Por Sergio Adeodato – Valor Econômico

28/03/2019 – 05:00

O tambaqui é um dos peixes mais consumidos na Amazônia. Migratório, chega ao porte de 1 metro e 30 quilos, com dieta basicamente de insetos aquáticos e frutos, cujas sementes são carregadas a distâncias consideráveis, na função de manter a floresta viva. Além da pesca, trata-se da espécie nativa brasileira de maior produção em cativeiro, movimentando R$ 600 milhões ao ano, segundo o IBGE. “Mas o aquecimento global, associado ao desmatamento e outros fatores, coloca essa fonte de renda e segurança alimentar em sério risco”, diz Adalberto Val, cientista do Instituto Nacional de Pesquisas da Amazônia (Inpa), em Manaus (AM).

Ao reproduzir o ambiente de maior temperatura com base nas projeções do Painel Intergovernamental sobre Mudanças Climáticas (IPCC), o pesquisador constatou que 40% dos tambaquis desenvolveram deformações biológicas fatais. “O mesmo poderá acontecer com outros peixes da região, pois a tolerância em águas mais quentes e ácidas está chegando a níveis críticos”, adverte.
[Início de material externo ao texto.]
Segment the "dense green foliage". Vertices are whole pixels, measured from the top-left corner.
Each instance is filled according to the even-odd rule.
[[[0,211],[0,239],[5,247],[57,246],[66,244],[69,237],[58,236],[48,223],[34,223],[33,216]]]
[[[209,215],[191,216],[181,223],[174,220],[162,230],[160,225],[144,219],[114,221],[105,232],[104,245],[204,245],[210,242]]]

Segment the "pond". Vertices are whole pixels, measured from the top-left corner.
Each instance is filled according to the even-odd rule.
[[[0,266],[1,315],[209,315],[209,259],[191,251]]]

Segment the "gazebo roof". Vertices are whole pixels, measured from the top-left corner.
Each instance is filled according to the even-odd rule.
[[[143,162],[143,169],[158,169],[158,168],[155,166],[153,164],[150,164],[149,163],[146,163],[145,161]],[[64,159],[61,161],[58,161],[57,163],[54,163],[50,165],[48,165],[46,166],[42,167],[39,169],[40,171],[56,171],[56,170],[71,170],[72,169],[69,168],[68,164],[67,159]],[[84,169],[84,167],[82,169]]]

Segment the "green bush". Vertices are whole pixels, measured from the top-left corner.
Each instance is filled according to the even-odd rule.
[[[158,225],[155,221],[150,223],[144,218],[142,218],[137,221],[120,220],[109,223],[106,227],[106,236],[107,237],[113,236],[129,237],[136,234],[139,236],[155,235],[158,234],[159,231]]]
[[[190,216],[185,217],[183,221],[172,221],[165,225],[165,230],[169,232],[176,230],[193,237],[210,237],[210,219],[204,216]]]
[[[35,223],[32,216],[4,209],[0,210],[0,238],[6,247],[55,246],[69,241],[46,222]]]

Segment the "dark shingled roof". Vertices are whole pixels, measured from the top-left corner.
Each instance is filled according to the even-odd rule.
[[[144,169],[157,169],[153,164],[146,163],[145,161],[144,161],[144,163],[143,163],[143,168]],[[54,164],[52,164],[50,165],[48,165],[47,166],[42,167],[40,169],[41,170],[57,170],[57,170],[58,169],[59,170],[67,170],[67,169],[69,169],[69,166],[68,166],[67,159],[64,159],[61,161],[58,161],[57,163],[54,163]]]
Ele pede senso de urgência para estancar as causas, inclusive a poluição por esgoto e lixões nas cidades amazônicas em crescimento: “Educação, ciência e tecnologia são caminhos estratégicos para proteger recursos naturais e garantir qualidade de vida”.

O problema dos tambaquis retrata a realidade de uma região que representa 60% do território brasileiro, 8% do PIB e parte expressiva das emissões brasileiras de gases do efeito estufa – convivendo, ainda, com os piores índices nacionais de desenvolvimento humano. A complexidade do cenário ocupou o centro do debate no seminário preparatório para o Sínodo da Amazônia, a ser realizado em outubro pelo Vaticano, reunindo 250 bispos. O propósito é sensibilizar o mundo quanto ao papel da região para o futuro da vida no planeta e mobilizar pressão contra o desmatamento e o desrespeito a populações indígenas.

“A floresta – não apenas a brasileira, como a dos oito países vizinhos – é vital para a humanidade e nunca esteve tão ameaçada”, afirmou Dom Cláudio Hummes, presidente da Rede Eclesial Pan-Amazônica, durante o encontro realizado neste mês, em Manaus, para reunir contribuições de diferentes setores ao Sínodo, no contexto do desenvolvimento sustentável. “Diante da crise climática, não há tempo para adiar a busca de novos caminhos por meio do diálogo”, disse o cardeal, para quem a incursão na temática ambiental representa “um momento forte do pontificado do papa Francisco”.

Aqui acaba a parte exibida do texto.